Or, How Not to Store Ocean Spray Ruby Red Grapefruit Juice



Dave and Chuck were, like most high school juniors, not terribly good at keeping their room clean, and the fact that they lived as roommates at a boarding school didn't help--they were basically two messes co-habitating in one very tiny space. Both were basically apathetic about anything that fell on the floor, but they did follow the thirty second rule, which some of you may know as the five second rule. With such a laid-back attitude towards food, neatness, chaos, and entropy (their attitude being that all four should be able to pleasantly coexist, just like the Horsemen of the Apocalypse) it was only a matter of time before something like this happened.

Juniors were not allowed to have refrigerators, but some of us did have small ledges outside our windows; those who didn't devised schemes for hanging our perishables out the window, using Mother Nature's benevolent coolness in the colder months to keep our caffeine and assorted tasty beverages pleasantly chilled. When Dave and Chuck bought the jumbo bottle of Ruby Red grapefruit juice, they surely had something like this in mind. Surely they must have... right? Because nobody in his right mind would take a fruit beverage that advertises its utter lack of preservatives, and drink only half of it, and then roll it under the bed.

a number of months later...


I was hanging out with Chuck and Dave in their room, watching Dave hack his way through another level of Doom II, or whatever the current game of choice was, and I dropped a pen. It rolled, as dropped and forgotten things are wont to do, under the bed. "A-ha," says I, "whose juice is this?"

Chuck: I think it's Dave's.
Dave: I think it's Chuck's.

Looks were exchanged, and they shrugged. One of them said that it might be "kind of old", but I could have some if I wanted. Well, I was thirsty. So I examined the bottle carefully. A layer of yellowish precipitate had jelled into a thick clot at the bottom of the cloudy, virulently pink liquid. Other than that, it looked okay. I shook the sealed bottle violently, trying to get the precipitate to mix back in (so I'd get all the grapefruity goodness when I drank it), and I was remotely successful. The mixture developed a thick, foamy head, and I noticed that the head was a by-product of the mixture's newfound carbonation. I say "newfound" because Ruby Red isn't supposed to be carbonated. Ever.

At this point, I abandoned the idea of drinking any of it. At the same time, Dave and Chuck, both aware of our school's insular anti-alchohol policy, and realized that this "juice" was now at least somewhat alcoholic. Even if none of us was going to drink it, we definitely had to at least smell it. This was a bad idea, but we were in high school. Sue me.

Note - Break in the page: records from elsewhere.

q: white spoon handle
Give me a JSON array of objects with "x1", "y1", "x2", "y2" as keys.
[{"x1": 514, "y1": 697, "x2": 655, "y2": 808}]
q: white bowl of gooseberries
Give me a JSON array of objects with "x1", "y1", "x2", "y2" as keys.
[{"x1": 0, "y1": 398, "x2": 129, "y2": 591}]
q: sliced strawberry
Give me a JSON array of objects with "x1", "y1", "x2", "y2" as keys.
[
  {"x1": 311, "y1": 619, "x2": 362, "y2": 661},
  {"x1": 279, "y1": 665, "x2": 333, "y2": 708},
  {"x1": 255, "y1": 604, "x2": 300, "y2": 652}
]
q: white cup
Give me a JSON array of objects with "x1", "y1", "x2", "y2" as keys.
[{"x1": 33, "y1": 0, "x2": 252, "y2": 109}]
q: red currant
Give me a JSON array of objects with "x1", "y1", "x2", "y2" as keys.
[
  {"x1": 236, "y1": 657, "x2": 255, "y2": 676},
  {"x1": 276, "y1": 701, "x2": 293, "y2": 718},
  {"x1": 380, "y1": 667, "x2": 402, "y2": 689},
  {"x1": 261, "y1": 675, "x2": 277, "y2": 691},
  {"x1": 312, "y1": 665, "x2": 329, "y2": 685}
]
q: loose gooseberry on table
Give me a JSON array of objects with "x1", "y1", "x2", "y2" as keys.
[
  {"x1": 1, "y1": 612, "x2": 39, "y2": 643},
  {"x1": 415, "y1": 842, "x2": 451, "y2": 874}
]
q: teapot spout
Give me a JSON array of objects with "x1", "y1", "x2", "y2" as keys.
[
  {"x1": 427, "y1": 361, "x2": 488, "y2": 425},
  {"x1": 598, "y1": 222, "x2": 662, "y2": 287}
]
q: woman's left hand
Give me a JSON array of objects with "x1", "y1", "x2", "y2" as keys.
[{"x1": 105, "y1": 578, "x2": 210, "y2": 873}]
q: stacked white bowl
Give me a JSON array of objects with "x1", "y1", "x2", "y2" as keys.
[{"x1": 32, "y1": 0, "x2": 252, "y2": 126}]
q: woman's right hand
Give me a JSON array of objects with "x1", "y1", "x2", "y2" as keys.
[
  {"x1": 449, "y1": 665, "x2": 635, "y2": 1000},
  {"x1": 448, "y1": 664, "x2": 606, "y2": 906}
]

Well, I couldn't budge the cap--this should have been a nice big fat clue, but no. I gnawed on it a little, tried some primitive tools, and finally managed to get it to move a very small amount. Switching my grip on it, I held the neck firmly in my left hand while torquing the cap with my right. A

POP

like a small firecracker, and a fainter "click" from above me--and the cap settled at my feet, having blown off the top, hit the ceiling, and rattled to the floor. I began to laugh, when I saw... smoke?... it looked like smoke, coming out of the neck of the bottle. Like in a bad mad scientist movie, I stared enthralled at the bottle of smoking pink potion. Actually, not unlike what comes out of a champagne bottle right before the foam. The fog was so thick in the bottle that I couldn't see down into the hole to see how the liquid had responded. Chuck, who was to one side, however, saw the tidal surge and hollered a vague warning. A gout of pink foam shot out of the bottle a good foot. In an effort to keep it from spraying my face, I turned the bottle at a slight angle, giving the foam a trajectory. It splashed on Dave's puke-green upholstered easy chair, on his computer keyboard, and onto their rug. Bad mojo, that.

That's when the smell hit us:

Grapefruit Moonshine Beer.

I had never smelled it before, but I knew grapefruit beer when I smelled it. And I never want to smell it again. Ever. They posted a handmade biohazard sign on their door within the hour, and inhabited someone else's room (except for sleeping, which they had to do in their own room by school rules) for the next two weeks or so while their room aired out.


I'm not even going to try to attach a moral to this one; if you haven't learned your lesson from reading this, you can only learn it the hard way. The names have been changed to protect the guilty, but these are the same guys who brought me into contact with The Infamous Bell Tower Prank of 1996 and Using a Jedi Mind Trick on a State Trooper.